Mark Tells of "Messianic Secrets"
By Paul Turner

[The Good News for the 6th Sunday in Ordinary Time Sunday, February 13, 2000 Leviticus 13:1-2, 44-46 1 Corinthians 10:31-11:1 Mark 1:40-45]

Jesus rules our imagination as a take-charge kind of guy. He wants disciples? He's got them. He has something to say? People listen. Time for a miracle? It happens. Surely Jesus held sway like a CEO.

However, next Sunday's Gospel (Mark 1:40-45) portends that Jesus may not have all the control we thought. He certainly controls the disease, but can he control the patient? The message? And - hardest to imagine - himself?

At first glance, the story looks like a typical miracle. The same parts appear in every story of healing: A person has a disease. Jesus cures. Proof is shown. A crowd gasps.

One question about this particular story is whether it concludes the previous ones or begins the next set. It seems to form a unit with the stories we've just heard, the exorcism and the healing of Peter's mother-in-law. They bear similarities. All of them treat possession and illness as if demons are involved. After Jesus exorcizes the unclean spirit, he also "exorcizes" the fever and "exorcizes" the leprosy. ("The leprosy left him.")

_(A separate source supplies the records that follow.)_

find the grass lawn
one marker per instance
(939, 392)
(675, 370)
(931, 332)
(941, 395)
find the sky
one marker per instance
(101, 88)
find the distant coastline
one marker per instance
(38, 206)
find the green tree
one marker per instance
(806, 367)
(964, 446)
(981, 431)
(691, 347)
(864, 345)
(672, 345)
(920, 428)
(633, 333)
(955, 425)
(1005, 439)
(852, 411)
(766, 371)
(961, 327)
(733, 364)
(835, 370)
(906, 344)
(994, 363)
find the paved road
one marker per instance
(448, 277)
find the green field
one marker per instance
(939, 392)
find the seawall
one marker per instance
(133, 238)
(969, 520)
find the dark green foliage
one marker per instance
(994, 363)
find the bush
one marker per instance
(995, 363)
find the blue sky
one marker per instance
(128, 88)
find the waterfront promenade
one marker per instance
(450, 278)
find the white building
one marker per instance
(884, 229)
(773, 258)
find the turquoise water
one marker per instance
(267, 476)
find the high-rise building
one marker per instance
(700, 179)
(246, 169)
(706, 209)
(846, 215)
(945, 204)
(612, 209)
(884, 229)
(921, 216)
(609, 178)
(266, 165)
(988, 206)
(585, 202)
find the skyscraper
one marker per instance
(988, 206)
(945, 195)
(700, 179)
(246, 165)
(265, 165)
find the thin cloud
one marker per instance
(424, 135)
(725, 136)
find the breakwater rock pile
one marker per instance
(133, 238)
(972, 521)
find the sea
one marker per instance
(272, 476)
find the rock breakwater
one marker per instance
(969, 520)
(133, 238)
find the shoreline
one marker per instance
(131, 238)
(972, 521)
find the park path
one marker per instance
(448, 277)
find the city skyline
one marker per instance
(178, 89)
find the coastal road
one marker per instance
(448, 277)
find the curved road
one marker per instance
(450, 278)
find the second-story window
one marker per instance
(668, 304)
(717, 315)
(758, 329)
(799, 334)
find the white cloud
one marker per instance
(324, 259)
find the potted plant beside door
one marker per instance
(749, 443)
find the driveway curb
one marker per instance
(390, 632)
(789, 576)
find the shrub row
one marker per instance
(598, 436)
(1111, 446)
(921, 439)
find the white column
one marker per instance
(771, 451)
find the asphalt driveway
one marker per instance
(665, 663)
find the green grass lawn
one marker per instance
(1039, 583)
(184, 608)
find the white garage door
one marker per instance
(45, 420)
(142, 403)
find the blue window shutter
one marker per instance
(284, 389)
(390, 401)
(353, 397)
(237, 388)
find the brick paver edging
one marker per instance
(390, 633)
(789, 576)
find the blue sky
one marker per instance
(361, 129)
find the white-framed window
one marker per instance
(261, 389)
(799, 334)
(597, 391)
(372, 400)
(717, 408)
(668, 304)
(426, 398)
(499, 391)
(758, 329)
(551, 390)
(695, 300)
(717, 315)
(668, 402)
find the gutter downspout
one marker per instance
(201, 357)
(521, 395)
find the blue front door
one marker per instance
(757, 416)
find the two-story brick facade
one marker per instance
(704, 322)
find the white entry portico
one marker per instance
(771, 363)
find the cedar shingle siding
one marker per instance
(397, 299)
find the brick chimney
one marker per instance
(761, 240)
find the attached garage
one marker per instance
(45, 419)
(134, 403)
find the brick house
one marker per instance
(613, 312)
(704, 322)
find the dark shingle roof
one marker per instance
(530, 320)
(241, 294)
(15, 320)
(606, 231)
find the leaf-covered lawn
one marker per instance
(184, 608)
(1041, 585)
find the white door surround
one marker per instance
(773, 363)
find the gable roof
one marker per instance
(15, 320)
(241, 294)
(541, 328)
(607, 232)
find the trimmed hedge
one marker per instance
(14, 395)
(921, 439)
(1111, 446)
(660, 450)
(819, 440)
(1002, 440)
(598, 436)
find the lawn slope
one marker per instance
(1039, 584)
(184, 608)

However, the mother-in-law story finishes up with a few lines that summarize Jesus' ministry to the many sick and possessed. If the leprosy story fits with the previous two, shouldn't it appear before that summary and not after?

It may appear after the summary for a reason. It fits with the stories that lie ahead: Jesus forgiving a paralytic's sins, calling a tax collector to discipleship, and arguing with authorities. In all these cases we find Jesus in confrontation. The cleansing of the leper may not just be a story about healing, but the opening volley of the confrontations that follow. After all, both the leper and Jesus break through the proper code of conduct for lepers and the community. According to next Sunday's first reading, lepers were supposed to keep their distance. But this one plops down in front of Jesus, and Jesus actually touches him to work the cure. In doing so, they assert Jesus' superiority over the law of Moses.

Jesus appears to be in control. But look again. He asks the man not to talk about the cure. The man promptly goes away and publicizes the whole matter. Jesus can no longer enter towns openly and remains in deserted places, but people keep on coming.

This part of the story fits into the discussion of a peculiar feature in Mark called "the messianic secret." On several occasions, Jesus tells people (and even demons) to pipe down about who he is. He wants them to keep it a secret that he is the messiah. To all appearances, the effort next Sunday fails miserably.

The messianic secret shows up with miracles out of fear that people who heard the news of a miracle might not hear the rest of the message. They'd get the sound bite, the headline, but not the meaning. Jesus preferred teaching to wonder-working. Silence about the cleansed leper would permit the development of well-informed disciples and the avoidance of people looking for the nearest freak show.

With the best of intentions, however, Jesus, who so capably controlled the disease, apparently lost control of the enthusiastic cured man and the message he proclaimed.

Another phrase of the Gospel raises the question whether Jesus completely controlled himself. Our translation says Jesus worked this miracle "moved with pity." However, some early versions of this story had a different phrase: "having become angry." That version fits with the stern warning Jesus gives a few lines later. The original version of the story probably indicated Jesus was angry, and a scribe tidied up the phrase later on.

There are many instances of Jesus' anger. It shows up in Mark during a confrontation in the synagogue (3:5) and when people restrained children from Jesus (10:14). Other episodes include his confrontations with buyers and sellers in the temple and with some religious leaders. Because we profess an unqualified faith in a sinless Jesus it is hard to accept the possibility of his anger. But Mark's account is the earliest of the Gospels and may show the human, moody side of Jesus better than later piety would allow.

Whatever the right translation, Jesus felt strongly about the situation and acted accordingly. His actions challenge us to touch the untouchables of our society - the sick, teenagers, the elderly, the poor - whomever our stratified livelihoods prefer to keep at the margins.